What emerging technologies will advance our understanding of H4K5ac dynamics and function?

Several cutting-edge technologies are poised to revolutionize our understanding of H4K5ac biology:

• Single-cell epigenomics:

  • Single-cell ChIP-seq and CUT&Tag approaches will reveal cell-to-cell variation in H4K5ac patterns.

  • Integration with single-cell transcriptomics will clarify the relationship between H4K5ac heterogeneity and gene expression variability.

  • These approaches will be particularly valuable for understanding H4K5ac dynamics in heterogeneous tissues and during development.

• Live-cell imaging of H4K5ac:

  • Development of acetylation-specific intrabodies and fluorescent probes for real-time visualization of H4K5ac in living cells.

  • FRET-based sensors to monitor dynamic changes in H4K5ac in response to stimuli with high temporal resolution.
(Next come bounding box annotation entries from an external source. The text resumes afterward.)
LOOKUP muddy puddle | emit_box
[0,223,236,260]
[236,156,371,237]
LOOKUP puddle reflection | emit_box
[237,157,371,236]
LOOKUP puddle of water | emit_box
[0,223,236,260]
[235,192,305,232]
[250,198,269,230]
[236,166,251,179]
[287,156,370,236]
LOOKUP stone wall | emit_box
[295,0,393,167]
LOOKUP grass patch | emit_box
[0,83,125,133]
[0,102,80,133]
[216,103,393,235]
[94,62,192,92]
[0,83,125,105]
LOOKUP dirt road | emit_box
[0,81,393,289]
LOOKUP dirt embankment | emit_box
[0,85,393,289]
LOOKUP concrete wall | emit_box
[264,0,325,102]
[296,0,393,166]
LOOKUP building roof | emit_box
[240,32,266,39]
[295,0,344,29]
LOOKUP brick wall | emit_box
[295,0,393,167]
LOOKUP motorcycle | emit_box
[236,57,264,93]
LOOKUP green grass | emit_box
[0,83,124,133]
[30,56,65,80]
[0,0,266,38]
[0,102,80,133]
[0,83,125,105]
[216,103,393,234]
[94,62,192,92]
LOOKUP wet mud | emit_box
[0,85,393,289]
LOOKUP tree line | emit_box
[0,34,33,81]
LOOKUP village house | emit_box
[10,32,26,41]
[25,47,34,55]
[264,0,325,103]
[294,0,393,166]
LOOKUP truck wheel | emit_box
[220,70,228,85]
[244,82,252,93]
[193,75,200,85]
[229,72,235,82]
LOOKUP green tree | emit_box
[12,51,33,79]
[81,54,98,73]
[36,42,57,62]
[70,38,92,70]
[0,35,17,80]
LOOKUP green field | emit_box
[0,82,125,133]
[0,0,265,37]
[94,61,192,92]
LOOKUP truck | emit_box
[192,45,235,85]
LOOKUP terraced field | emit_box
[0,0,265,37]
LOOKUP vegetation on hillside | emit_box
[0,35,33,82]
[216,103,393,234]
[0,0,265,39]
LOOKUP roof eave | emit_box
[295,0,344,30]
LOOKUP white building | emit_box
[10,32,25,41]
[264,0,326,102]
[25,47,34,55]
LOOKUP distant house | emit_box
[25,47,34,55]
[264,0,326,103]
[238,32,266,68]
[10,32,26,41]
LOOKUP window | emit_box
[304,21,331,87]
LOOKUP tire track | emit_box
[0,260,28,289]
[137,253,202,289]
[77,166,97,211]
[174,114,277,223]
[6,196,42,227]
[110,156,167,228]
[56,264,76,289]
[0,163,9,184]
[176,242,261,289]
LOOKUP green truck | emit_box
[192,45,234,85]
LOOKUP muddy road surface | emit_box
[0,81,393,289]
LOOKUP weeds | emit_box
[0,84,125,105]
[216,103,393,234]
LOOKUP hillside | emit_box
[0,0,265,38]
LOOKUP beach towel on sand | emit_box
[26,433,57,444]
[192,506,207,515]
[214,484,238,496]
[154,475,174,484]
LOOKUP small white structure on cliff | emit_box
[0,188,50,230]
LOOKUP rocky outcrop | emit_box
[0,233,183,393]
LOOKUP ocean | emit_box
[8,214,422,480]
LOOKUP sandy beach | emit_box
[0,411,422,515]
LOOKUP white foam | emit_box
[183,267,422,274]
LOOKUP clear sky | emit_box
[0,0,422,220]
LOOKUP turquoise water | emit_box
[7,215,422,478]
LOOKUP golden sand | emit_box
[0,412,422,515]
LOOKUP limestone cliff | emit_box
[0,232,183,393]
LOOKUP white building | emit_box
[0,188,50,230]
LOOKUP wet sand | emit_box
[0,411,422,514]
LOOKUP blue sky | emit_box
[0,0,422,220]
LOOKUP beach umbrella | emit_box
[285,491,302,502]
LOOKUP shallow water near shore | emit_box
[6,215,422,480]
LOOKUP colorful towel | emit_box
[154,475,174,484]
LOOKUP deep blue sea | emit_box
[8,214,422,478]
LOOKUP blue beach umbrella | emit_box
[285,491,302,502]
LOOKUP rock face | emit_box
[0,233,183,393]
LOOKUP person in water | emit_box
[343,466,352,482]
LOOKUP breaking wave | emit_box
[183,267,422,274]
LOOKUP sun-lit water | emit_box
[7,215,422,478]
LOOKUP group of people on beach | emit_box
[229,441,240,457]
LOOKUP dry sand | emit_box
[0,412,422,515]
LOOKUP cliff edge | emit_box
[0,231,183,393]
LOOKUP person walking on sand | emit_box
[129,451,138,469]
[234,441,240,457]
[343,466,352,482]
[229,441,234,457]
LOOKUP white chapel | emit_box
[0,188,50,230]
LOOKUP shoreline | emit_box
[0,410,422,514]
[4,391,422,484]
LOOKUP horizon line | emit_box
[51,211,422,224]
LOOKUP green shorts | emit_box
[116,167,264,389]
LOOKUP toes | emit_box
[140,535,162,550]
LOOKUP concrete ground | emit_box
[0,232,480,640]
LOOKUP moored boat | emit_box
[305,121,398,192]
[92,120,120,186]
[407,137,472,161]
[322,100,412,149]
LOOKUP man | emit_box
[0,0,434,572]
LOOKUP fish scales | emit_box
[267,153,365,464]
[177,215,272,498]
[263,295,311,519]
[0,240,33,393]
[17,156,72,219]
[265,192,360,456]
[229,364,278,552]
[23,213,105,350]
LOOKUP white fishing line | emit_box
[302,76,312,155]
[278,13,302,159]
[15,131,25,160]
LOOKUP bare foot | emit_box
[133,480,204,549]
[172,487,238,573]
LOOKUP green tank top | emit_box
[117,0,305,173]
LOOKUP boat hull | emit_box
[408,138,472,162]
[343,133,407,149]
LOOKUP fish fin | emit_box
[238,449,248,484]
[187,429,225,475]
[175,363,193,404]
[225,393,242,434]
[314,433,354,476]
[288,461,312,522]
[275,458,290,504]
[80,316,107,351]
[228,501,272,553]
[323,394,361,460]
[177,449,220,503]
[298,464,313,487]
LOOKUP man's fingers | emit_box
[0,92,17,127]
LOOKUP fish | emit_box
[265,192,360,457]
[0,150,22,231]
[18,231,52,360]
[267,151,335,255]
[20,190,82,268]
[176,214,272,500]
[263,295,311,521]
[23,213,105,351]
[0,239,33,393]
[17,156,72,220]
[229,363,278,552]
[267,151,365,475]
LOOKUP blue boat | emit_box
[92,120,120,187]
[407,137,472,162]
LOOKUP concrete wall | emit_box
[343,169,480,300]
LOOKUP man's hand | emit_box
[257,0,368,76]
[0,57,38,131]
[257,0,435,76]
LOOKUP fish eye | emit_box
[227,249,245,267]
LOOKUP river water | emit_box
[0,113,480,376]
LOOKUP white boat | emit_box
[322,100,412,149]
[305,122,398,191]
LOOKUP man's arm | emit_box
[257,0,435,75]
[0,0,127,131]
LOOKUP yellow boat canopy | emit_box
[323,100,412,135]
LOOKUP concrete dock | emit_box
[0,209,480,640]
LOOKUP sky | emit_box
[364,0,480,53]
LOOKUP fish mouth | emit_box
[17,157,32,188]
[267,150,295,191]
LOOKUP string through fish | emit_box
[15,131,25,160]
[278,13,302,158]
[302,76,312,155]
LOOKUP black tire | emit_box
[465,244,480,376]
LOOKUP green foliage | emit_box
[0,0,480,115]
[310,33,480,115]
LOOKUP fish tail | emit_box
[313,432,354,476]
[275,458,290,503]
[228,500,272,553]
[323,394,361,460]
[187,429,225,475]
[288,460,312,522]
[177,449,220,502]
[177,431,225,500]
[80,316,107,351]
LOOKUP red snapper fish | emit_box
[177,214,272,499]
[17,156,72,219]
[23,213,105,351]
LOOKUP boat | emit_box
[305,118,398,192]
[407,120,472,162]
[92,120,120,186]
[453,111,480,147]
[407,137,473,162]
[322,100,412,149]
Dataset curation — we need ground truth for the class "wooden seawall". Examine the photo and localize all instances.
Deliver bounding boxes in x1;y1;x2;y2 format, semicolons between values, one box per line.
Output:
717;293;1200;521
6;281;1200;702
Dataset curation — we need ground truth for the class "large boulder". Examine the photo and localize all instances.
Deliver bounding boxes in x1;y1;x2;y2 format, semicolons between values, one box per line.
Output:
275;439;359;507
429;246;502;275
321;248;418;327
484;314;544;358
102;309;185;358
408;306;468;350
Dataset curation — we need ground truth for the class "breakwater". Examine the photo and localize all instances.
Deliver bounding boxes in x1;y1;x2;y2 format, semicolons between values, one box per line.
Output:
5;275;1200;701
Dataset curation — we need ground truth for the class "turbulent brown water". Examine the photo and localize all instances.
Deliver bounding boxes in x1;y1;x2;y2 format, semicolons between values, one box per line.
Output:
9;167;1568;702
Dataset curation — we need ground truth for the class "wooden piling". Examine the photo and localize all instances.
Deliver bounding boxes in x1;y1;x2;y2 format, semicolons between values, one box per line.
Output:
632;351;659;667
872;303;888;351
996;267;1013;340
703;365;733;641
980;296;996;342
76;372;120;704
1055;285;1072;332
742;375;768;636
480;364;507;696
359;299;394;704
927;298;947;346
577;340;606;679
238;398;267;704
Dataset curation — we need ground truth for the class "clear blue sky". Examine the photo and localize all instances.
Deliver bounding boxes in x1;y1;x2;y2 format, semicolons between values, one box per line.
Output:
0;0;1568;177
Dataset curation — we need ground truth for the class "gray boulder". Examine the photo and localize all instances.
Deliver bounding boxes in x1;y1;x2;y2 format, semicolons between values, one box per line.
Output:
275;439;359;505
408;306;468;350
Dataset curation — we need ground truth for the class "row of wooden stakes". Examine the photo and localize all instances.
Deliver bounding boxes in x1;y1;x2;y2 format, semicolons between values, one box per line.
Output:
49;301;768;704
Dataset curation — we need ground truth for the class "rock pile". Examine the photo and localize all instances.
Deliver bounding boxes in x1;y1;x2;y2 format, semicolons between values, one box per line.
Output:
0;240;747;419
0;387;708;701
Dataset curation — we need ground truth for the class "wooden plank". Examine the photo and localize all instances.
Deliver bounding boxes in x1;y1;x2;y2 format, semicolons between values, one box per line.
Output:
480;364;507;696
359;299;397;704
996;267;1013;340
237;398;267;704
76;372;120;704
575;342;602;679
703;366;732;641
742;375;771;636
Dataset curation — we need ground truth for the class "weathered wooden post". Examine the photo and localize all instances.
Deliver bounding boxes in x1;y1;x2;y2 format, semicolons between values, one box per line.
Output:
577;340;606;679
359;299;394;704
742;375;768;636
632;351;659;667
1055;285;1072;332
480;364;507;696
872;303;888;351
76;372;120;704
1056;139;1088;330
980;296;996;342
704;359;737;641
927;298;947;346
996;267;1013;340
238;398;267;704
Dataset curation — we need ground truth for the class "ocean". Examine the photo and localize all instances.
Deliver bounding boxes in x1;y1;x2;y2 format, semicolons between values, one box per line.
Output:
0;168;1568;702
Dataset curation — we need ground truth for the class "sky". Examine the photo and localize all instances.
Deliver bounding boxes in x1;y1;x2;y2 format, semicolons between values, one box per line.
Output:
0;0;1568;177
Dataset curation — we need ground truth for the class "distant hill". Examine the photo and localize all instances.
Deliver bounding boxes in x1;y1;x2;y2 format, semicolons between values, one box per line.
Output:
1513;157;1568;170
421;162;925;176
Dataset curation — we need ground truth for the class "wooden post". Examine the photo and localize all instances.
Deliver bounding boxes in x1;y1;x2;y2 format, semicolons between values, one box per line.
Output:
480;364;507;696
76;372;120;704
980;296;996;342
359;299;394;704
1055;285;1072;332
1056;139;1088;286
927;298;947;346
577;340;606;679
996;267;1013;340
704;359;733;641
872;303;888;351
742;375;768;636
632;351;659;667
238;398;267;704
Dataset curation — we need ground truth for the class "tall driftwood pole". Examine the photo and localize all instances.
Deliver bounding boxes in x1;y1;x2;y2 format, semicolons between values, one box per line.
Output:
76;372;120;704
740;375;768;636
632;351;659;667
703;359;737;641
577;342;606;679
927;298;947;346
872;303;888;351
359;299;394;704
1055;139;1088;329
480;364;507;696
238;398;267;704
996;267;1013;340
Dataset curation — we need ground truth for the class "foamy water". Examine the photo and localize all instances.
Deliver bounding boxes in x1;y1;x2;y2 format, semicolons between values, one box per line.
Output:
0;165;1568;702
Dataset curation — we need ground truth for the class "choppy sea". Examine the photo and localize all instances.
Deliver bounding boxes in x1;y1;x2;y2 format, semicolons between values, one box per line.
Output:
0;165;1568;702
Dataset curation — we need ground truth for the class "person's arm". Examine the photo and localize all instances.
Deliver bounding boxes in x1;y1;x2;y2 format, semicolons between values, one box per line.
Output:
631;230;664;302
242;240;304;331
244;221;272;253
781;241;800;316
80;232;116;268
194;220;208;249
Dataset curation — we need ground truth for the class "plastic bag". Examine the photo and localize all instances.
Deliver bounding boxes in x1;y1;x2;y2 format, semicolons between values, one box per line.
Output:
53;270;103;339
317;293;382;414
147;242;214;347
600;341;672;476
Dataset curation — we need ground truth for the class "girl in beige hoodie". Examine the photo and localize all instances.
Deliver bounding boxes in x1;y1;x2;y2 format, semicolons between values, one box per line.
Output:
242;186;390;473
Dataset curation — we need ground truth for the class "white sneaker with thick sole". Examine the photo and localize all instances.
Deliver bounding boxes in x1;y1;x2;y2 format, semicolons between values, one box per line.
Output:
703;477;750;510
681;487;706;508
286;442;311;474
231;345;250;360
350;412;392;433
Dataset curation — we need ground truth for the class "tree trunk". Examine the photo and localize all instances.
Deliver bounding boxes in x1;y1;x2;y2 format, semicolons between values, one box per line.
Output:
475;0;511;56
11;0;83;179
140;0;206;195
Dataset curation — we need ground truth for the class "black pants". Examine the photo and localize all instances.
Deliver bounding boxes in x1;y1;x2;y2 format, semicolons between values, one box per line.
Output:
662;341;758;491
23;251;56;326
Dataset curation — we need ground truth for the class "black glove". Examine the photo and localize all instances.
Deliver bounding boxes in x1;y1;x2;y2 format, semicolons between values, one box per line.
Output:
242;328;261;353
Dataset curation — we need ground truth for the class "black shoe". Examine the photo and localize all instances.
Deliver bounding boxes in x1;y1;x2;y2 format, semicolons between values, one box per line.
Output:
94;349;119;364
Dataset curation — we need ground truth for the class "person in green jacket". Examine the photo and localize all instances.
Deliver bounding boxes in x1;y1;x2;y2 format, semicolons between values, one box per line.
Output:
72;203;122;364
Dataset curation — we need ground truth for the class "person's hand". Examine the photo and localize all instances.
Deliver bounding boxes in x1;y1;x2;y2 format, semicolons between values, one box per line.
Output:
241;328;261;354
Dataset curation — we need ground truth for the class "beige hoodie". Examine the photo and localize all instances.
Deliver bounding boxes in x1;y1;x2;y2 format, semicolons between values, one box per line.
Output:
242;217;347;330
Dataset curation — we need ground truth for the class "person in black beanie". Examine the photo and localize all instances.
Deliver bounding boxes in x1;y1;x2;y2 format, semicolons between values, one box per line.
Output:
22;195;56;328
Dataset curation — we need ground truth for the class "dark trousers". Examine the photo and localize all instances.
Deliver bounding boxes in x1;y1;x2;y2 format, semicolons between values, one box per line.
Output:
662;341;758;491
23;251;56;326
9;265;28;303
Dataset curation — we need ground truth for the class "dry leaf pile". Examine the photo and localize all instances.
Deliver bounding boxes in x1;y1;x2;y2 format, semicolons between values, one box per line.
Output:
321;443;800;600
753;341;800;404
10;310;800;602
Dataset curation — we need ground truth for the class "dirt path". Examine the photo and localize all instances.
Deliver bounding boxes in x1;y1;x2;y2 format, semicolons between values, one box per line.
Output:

  • These techniques will provide unprecedented insights into the kinetics of H4K5ac establishment and removal.

• Mass spectrometry innovations:

  • Improved sensitivity to detect combinatorial histone modifications including H4K5ac.

  • Development of targeted approaches for quantifying specific histone proteoforms.

  • Integration with crosslinking techniques to identify proteins that specifically interact with H4K5ac-modified chromatin.

• Genomic engineering of acetylation sites:

  • CRISPR-based approaches for site-specific manipulation of H4K5ac levels.

  • Creation of acetylation-mimetic or acetylation-deficient mutants to dissect functional consequences.

  • These interventions will help establish causality between H4K5ac and specific cellular processes.

• Computational modeling:

  • Machine learning algorithms to predict H4K5ac patterns from DNA sequence and other epigenetic features.

  • Structural modeling of how H4K5ac affects nucleosome and chromatin fiber dynamics.

  • Systems biology approaches integrating multiple data types to place H4K5ac in broader regulatory networks.

These emerging technologies will address current knowledge gaps and provide more comprehensive understanding of H4K5ac function in genome regulation, development, and disease.